In nature, birth and death rates tend to change with population size:

  1. Per capita birth rate declines as resources become limited, so we assume:

    \[b' = b - a N \quad (\text{where } a \text{ is a positive constant})\]
    • When $N$ is small, $b’ \approx b$.
    • As $N$ gets larger, the term $-\,aN$ makes the birth rate go down.
  2. Per capita death rate increases as crowding intensifies, so we assume:

    \[d' = d + c N \quad (\text{where } c \text{ is a positive constant})\]
    • When $N$ is small, $d’ \approx d$.
    • As $N$ gets larger, the term $+\,cN$ makes the death rate go up.

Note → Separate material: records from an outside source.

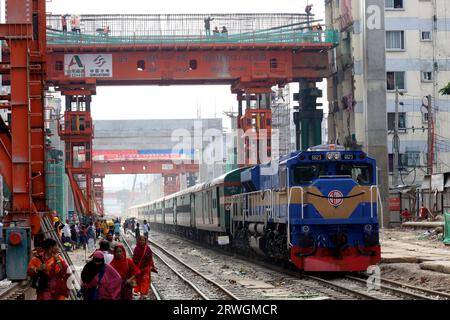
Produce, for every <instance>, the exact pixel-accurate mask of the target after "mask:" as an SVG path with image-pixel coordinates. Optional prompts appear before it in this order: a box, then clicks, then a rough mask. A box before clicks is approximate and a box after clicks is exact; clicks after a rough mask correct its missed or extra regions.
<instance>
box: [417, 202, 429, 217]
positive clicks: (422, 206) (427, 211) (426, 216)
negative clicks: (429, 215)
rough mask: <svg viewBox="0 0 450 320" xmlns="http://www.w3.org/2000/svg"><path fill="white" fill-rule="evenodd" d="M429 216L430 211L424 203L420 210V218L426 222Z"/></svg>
mask: <svg viewBox="0 0 450 320" xmlns="http://www.w3.org/2000/svg"><path fill="white" fill-rule="evenodd" d="M429 215H430V210H428V208H427V207H425V205H424V204H423V202H422V206H421V207H420V209H419V218H420V219H423V220H426V219H427V218H428V216H429Z"/></svg>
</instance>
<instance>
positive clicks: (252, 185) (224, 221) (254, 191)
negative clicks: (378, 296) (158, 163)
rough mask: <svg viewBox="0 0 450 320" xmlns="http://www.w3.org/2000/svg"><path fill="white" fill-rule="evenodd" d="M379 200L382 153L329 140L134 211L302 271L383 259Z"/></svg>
mask: <svg viewBox="0 0 450 320" xmlns="http://www.w3.org/2000/svg"><path fill="white" fill-rule="evenodd" d="M377 199H378V188H377V182H376V162H375V160H374V159H372V158H370V157H367V156H366V154H365V153H364V152H362V151H346V150H345V149H344V148H343V147H339V146H335V145H324V146H318V147H313V148H310V149H309V150H308V151H299V152H294V153H291V154H290V155H287V156H284V157H282V158H280V159H279V160H277V161H276V163H267V164H261V165H257V166H253V167H247V168H241V169H237V170H234V171H231V172H229V173H227V174H225V175H223V176H221V177H219V178H217V179H214V180H213V181H211V182H208V183H203V184H199V185H196V186H194V187H191V188H188V189H186V190H183V191H180V192H178V193H175V194H173V195H170V196H167V197H164V198H162V199H159V200H156V201H153V202H151V203H147V204H143V205H140V206H135V207H132V208H130V210H131V211H132V212H135V214H137V215H138V218H139V219H142V220H143V219H147V220H149V221H150V222H151V223H153V224H155V223H156V224H158V225H159V226H160V227H162V228H164V229H168V230H170V231H175V232H178V233H181V234H183V235H185V236H189V237H192V238H196V239H198V240H201V241H208V242H210V243H217V241H218V240H219V239H220V240H221V241H220V242H221V243H222V244H223V243H228V242H229V245H230V246H231V248H236V250H239V251H242V250H252V251H253V252H256V253H258V254H260V255H263V256H266V257H269V258H271V259H274V260H277V261H290V262H292V263H293V264H294V265H295V266H296V267H297V268H298V269H300V270H304V271H320V272H337V271H340V272H342V271H350V272H353V271H365V270H366V269H367V268H368V267H369V266H371V265H375V264H377V263H379V261H380V244H379V228H378V216H377V211H378V210H377ZM158 217H159V218H158ZM224 238H225V239H228V240H229V241H225V242H223V239H224Z"/></svg>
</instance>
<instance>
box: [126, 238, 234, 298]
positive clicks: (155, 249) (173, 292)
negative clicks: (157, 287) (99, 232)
mask: <svg viewBox="0 0 450 320" xmlns="http://www.w3.org/2000/svg"><path fill="white" fill-rule="evenodd" d="M125 241H126V240H125V238H124V242H125ZM127 245H128V243H127ZM128 247H129V245H128ZM152 251H153V256H154V258H155V259H156V260H157V261H159V262H160V263H158V269H159V270H160V272H161V274H164V275H165V279H164V280H166V279H167V278H169V276H168V275H175V277H170V278H169V279H170V280H171V282H168V281H164V283H162V284H161V286H158V289H157V292H158V295H159V296H160V297H161V299H165V300H173V299H178V300H238V297H236V296H235V295H234V294H233V293H231V292H230V291H228V290H227V289H226V288H224V287H223V286H222V285H220V284H218V283H216V282H215V281H214V280H211V279H210V278H209V277H208V276H206V275H205V274H203V273H202V272H200V271H198V270H196V269H194V268H193V267H191V266H189V265H188V264H186V263H185V262H183V261H182V260H181V259H179V258H178V257H176V256H175V255H173V254H172V253H170V252H169V251H168V250H166V249H164V248H163V247H161V246H160V245H158V244H156V243H152ZM155 289H156V288H155Z"/></svg>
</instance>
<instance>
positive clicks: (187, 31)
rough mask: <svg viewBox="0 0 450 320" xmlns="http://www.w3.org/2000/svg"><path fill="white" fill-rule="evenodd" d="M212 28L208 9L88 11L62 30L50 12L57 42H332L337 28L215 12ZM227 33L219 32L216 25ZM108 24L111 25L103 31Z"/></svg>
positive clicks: (197, 43) (290, 17)
mask: <svg viewBox="0 0 450 320" xmlns="http://www.w3.org/2000/svg"><path fill="white" fill-rule="evenodd" d="M210 16H211V18H214V20H213V21H212V23H211V30H210V32H207V31H206V30H205V26H204V19H205V18H206V17H207V15H206V16H205V15H198V14H197V15H195V14H193V15H84V16H80V19H81V32H80V33H77V32H71V31H70V30H71V27H70V18H67V22H68V31H67V32H63V31H62V25H61V16H54V15H49V16H47V42H48V44H50V45H52V44H53V45H58V44H69V45H70V44H77V45H79V44H86V45H90V44H91V45H95V44H110V45H111V44H133V45H138V44H153V45H163V44H208V43H209V44H212V43H223V44H255V43H284V44H289V43H292V44H300V43H329V44H332V45H337V43H338V42H339V39H338V33H337V32H336V31H335V30H326V31H319V30H317V31H312V30H310V29H309V28H307V20H306V16H305V15H302V14H233V15H226V14H220V15H219V14H214V15H210ZM216 25H217V26H220V28H222V26H226V28H227V33H216V34H215V33H214V32H213V29H214V26H216ZM106 27H108V29H109V30H110V31H108V32H105V31H103V30H104V29H105V28H106Z"/></svg>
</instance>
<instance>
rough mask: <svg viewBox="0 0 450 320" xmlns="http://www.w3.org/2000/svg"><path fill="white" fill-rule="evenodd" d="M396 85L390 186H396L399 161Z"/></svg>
mask: <svg viewBox="0 0 450 320" xmlns="http://www.w3.org/2000/svg"><path fill="white" fill-rule="evenodd" d="M398 95H399V91H398V87H395V119H394V136H393V138H392V148H393V151H394V159H393V164H392V166H393V168H392V173H393V175H392V186H394V187H396V186H398V176H399V174H398V163H399V149H400V139H399V138H398V122H399V116H398V105H399V101H398Z"/></svg>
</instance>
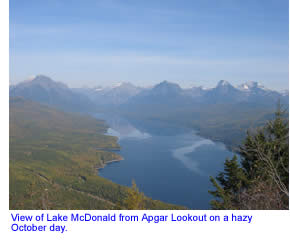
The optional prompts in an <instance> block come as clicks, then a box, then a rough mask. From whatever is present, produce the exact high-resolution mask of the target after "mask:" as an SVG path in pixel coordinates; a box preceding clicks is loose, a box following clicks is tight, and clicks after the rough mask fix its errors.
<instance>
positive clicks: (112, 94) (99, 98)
mask: <svg viewBox="0 0 290 240" xmlns="http://www.w3.org/2000/svg"><path fill="white" fill-rule="evenodd" d="M142 90H143V89H142V88H141V87H136V86H134V85H133V84H131V83H126V82H125V83H119V84H116V85H115V86H113V87H106V88H102V87H95V88H75V89H73V91H74V92H77V93H82V94H85V95H86V96H87V97H88V98H89V99H90V100H91V101H93V102H94V103H95V104H96V105H98V106H114V105H119V104H123V103H125V102H127V101H128V99H130V98H131V97H133V96H135V95H137V94H138V93H139V92H141V91H142Z"/></svg>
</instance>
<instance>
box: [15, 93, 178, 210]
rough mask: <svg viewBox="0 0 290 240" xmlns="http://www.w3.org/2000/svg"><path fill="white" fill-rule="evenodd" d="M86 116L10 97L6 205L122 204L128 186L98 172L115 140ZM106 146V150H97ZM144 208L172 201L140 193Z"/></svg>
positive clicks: (116, 140)
mask: <svg viewBox="0 0 290 240" xmlns="http://www.w3.org/2000/svg"><path fill="white" fill-rule="evenodd" d="M106 129H107V126H106V125H105V124H104V122H103V121H97V120H95V119H94V118H91V117H88V116H82V115H77V114H70V113H64V112H60V111H58V110H54V109H52V108H50V107H48V106H45V105H40V104H38V103H35V102H31V101H28V100H25V99H23V98H11V99H10V139H9V142H10V167H9V185H10V189H9V202H10V209H120V208H124V207H125V208H126V204H125V203H126V199H127V197H128V194H129V192H130V191H129V189H128V188H127V187H124V186H121V185H118V184H115V183H113V182H111V181H109V180H106V179H104V178H102V177H99V176H98V175H97V171H98V170H97V169H98V168H99V167H102V166H104V164H106V163H107V162H109V161H112V160H121V156H119V155H118V154H116V153H114V152H110V151H108V150H110V149H118V148H119V145H118V143H117V139H116V138H115V137H112V136H106V135H104V133H105V131H106ZM97 149H106V150H97ZM143 202H144V204H145V205H144V206H145V207H146V208H147V209H175V208H179V207H177V206H175V205H171V204H165V203H162V202H160V201H155V200H151V199H149V198H147V197H144V201H143Z"/></svg>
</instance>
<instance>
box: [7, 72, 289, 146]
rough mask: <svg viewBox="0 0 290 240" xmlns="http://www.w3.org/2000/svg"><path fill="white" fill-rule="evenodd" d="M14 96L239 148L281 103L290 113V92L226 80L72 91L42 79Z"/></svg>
mask: <svg viewBox="0 0 290 240" xmlns="http://www.w3.org/2000/svg"><path fill="white" fill-rule="evenodd" d="M9 91H10V96H11V97H14V96H21V97H24V98H26V99H29V100H33V101H36V102H41V103H45V104H48V105H52V106H55V107H57V108H59V109H62V110H65V111H74V112H85V113H87V112H91V113H92V112H94V113H96V112H104V111H107V112H115V113H118V114H120V115H123V116H125V117H127V118H130V119H132V120H133V119H135V120H141V121H156V120H157V121H161V122H163V123H164V124H165V123H167V124H173V125H178V126H183V127H189V128H192V129H195V130H196V131H198V132H199V133H200V134H201V135H202V136H205V137H207V138H210V139H213V140H216V141H222V142H224V143H225V144H226V145H227V146H229V147H233V146H237V145H238V144H239V143H240V142H241V140H242V139H243V138H244V136H245V133H246V130H247V129H249V128H252V127H257V126H260V125H263V124H264V123H265V121H267V120H269V119H271V118H273V113H274V112H275V109H276V106H277V103H278V100H280V102H281V103H282V106H284V108H286V109H288V108H289V106H288V105H289V104H288V102H289V92H288V91H283V92H277V91H274V90H270V89H267V88H265V87H264V86H262V85H261V84H259V83H257V82H246V83H244V84H241V85H240V86H237V87H235V86H233V85H231V84H230V83H229V82H227V81H224V80H221V81H219V82H218V84H217V85H216V87H214V88H210V89H206V88H203V87H192V88H187V89H184V88H181V87H180V86H179V85H178V84H176V83H171V82H168V81H163V82H161V83H159V84H157V85H155V86H153V87H150V88H142V87H137V86H134V85H133V84H131V83H121V84H118V85H115V86H112V87H106V88H102V87H96V88H69V87H67V86H66V85H64V84H63V83H59V82H55V81H53V80H51V79H50V78H49V77H46V76H43V75H38V76H36V77H35V78H33V79H31V80H30V81H25V82H22V83H19V84H17V85H14V86H10V88H9Z"/></svg>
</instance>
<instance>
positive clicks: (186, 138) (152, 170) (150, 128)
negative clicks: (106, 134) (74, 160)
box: [95, 114, 233, 209]
mask: <svg viewBox="0 0 290 240" xmlns="http://www.w3.org/2000/svg"><path fill="white" fill-rule="evenodd" d="M95 117H96V118H99V119H105V120H106V121H107V123H108V124H109V126H110V128H109V129H108V133H107V134H109V135H114V136H117V137H118V138H119V144H120V146H121V150H120V152H118V153H119V154H120V155H121V156H122V157H123V158H124V160H122V161H120V162H114V163H111V164H108V165H107V166H106V167H105V168H103V169H101V170H100V171H99V175H100V176H102V177H105V178H108V179H110V180H112V181H113V182H116V183H119V184H122V185H126V186H131V182H132V180H133V179H134V180H135V182H136V184H137V186H138V188H139V190H140V191H142V192H144V193H145V195H147V196H149V197H151V198H153V199H158V200H161V201H164V202H168V203H173V204H178V205H183V206H187V207H189V208H191V209H209V208H210V205H209V202H210V200H211V199H212V196H211V195H210V194H209V193H208V190H210V189H211V190H212V189H213V188H212V184H211V183H210V181H209V176H216V175H217V174H218V172H219V171H221V170H223V164H224V161H225V159H226V158H227V157H232V156H233V153H232V152H230V151H228V150H227V149H226V148H225V146H224V145H223V144H222V143H216V142H213V141H211V140H208V139H204V138H202V137H200V136H198V135H196V134H195V132H194V131H192V130H189V129H182V128H176V127H172V126H165V125H163V124H162V123H161V124H160V123H158V124H155V123H150V124H145V123H144V122H142V123H140V122H139V123H136V122H134V123H132V122H130V121H128V120H125V119H123V118H120V117H118V116H108V115H102V114H96V115H95Z"/></svg>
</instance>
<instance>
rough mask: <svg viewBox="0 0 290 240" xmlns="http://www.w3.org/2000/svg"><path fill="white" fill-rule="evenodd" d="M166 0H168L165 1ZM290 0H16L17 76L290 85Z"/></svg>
mask: <svg viewBox="0 0 290 240" xmlns="http://www.w3.org/2000/svg"><path fill="white" fill-rule="evenodd" d="M165 3H166V4H165ZM288 9H289V7H288V1H287V0H275V1H274V0H264V1H252V0H243V1H242V0H239V1H230V0H220V1H209V0H203V1H186V0H182V1H180V0H179V1H177V0H168V1H163V0H148V1H135V0H125V1H117V0H98V1H97V0H86V1H66V0H50V1H37V0H31V1H16V0H11V1H10V24H11V25H10V81H11V83H13V84H14V83H18V82H20V81H23V80H24V79H26V78H28V77H29V76H32V75H36V74H45V75H48V76H50V77H52V78H53V79H55V80H56V81H61V82H64V83H66V84H68V85H69V86H72V87H80V86H85V85H86V86H90V87H92V86H98V85H112V84H115V83H117V82H123V81H126V82H132V83H133V84H136V85H139V86H149V85H154V84H156V83H158V82H160V81H162V80H165V79H166V80H168V81H172V82H176V83H178V84H180V85H181V86H183V87H189V86H192V85H203V86H205V87H213V86H214V85H215V84H216V82H217V81H218V80H220V79H225V80H229V81H230V82H231V83H233V84H234V85H238V84H240V83H242V82H245V81H258V82H260V83H261V84H263V85H265V86H266V87H268V88H271V89H276V90H281V89H288V62H289V60H288V49H289V42H288V41H289V39H288V22H289V20H288V19H289V17H288Z"/></svg>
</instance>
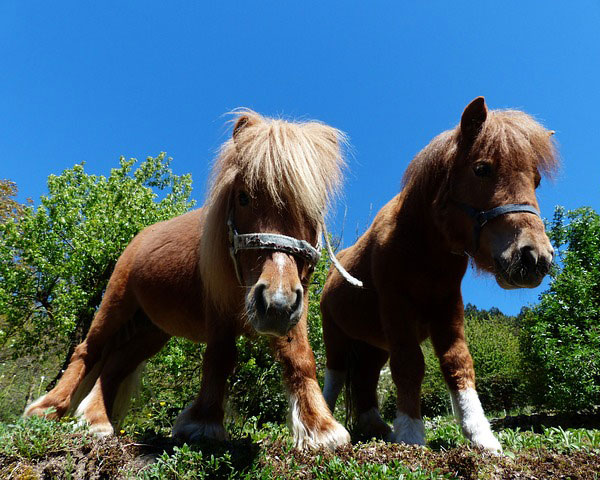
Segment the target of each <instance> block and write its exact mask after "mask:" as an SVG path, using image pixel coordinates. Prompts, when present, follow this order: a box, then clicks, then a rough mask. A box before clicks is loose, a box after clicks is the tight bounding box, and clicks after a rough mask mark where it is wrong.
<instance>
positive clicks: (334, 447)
mask: <svg viewBox="0 0 600 480" xmlns="http://www.w3.org/2000/svg"><path fill="white" fill-rule="evenodd" d="M290 407H291V408H290V416H289V425H290V430H291V432H292V436H293V437H294V446H295V448H296V449H298V450H302V449H305V448H320V447H325V448H328V449H330V450H334V449H335V448H336V447H339V446H340V445H344V444H346V443H350V434H349V433H348V431H347V430H346V429H345V428H344V427H343V426H342V425H340V424H339V423H338V422H336V421H335V419H334V418H333V416H332V415H331V414H330V413H329V410H328V409H327V408H325V412H326V415H325V416H323V417H321V419H320V420H321V421H320V423H319V422H317V426H315V427H312V428H310V427H308V426H307V425H306V424H305V422H304V421H303V420H302V417H301V415H300V409H299V407H298V401H297V399H296V398H295V397H292V398H291V401H290Z"/></svg>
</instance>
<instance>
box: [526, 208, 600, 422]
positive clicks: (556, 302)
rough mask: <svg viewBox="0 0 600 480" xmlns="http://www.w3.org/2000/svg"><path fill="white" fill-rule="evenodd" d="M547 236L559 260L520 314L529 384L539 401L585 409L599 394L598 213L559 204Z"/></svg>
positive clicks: (598, 236) (547, 404)
mask: <svg viewBox="0 0 600 480" xmlns="http://www.w3.org/2000/svg"><path fill="white" fill-rule="evenodd" d="M549 236H550V238H551V240H552V242H553V244H554V247H555V250H556V252H557V257H558V263H559V265H558V266H556V268H555V269H554V271H553V272H552V273H551V276H552V281H551V284H550V288H549V289H548V290H547V291H546V292H545V293H544V294H542V296H541V298H540V303H539V304H538V305H537V306H535V307H533V308H532V309H530V310H526V311H524V312H523V314H522V316H521V322H522V335H521V344H522V348H523V351H524V354H525V356H526V359H527V363H526V365H527V372H528V375H527V376H528V378H529V387H530V391H531V392H532V400H533V401H534V402H535V403H537V404H538V405H543V406H546V407H551V408H558V409H561V410H578V409H585V408H588V407H590V406H593V405H597V404H598V402H599V399H600V215H598V213H596V212H594V211H593V210H592V209H591V208H580V209H577V210H574V211H570V212H568V213H567V212H565V210H564V209H563V208H561V207H557V209H556V211H555V214H554V219H553V221H552V223H551V225H550V229H549Z"/></svg>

3. Net Per Capita Growth Rate

From these two modified rates: \(\text{net per capita rate} = b' - d' = (b - aN) \;-\; (d + cN).\)

Simplify this: \(b' - d' = (b - d) \;-\; (a + c)\,N.\)

Recalling that $r = b - d$, define $\alpha = a + c$. Then: \(b' - d' = r - \alpha \, N.\)

Hence, the net growth rate for the whole population $N$ is:

\[\frac{dN}{dt} = \left[r - \alpha N\right] \, N.\]

4. The Logistic Growth Equation

Let’s rearrange this into a more familiar form. Factor out $r$:

\[\frac{dN}{dt} = rN - \alpha N^2 = rN\bigl(1 - \tfrac{\alpha}{r}N \bigr).\]

Define the carrying capacity $K$ by

\[K = \frac{r}{\alpha}.\]

Then

\[\frac{dN}{dt} = rN\Bigl(1 - \frac{N}{K}\Bigr).\]

This is the logistic growth equation.

Biological Interpretation

  • $r$: intrinsic rate of increase (as in exponential growth).
  • $K$: carrying capacity. Once $N$ is near $K$, growth slows and eventually stops.

5. Why This Matters

  • Initial Exponential Phase: When $N$ is small, $\frac{N}{K}$ is close to 0, so growth looks nearly exponential ($\frac{dN}{dt} \approx rN$).
  • Resource Limitation: As $N$ grows, limited resources and increased crowding reduce births, increase deaths, and slow the growth.
  • Equilibrium: In the long run, the population stabilizes around $N = K$, where births and deaths balance out.

6. Recap

  1. Start with a simple exponential model, $\frac{dN}{dt} = rN$.
  2. Acknowledge limitations: constant birth and death rates ignore environmental constraints.
  3. Incorporate density-dependence:
    • Birth rates decrease with $N$.
    • Death rates increase with $N$.
  4. Combine these rates to find a net per capita rate of $r - \alpha N$.
  5. Obtain $\frac{dN}{dt} = rN - \alpha N^2$.
  6. Rewrite in logistic form: $\frac{dN}{dt} = rN\left(1 - \frac{N}{K}\right)$.

That’s it! Understanding each step helps clarify why real populations don’t grow forever but instead level off at a carrying capacity.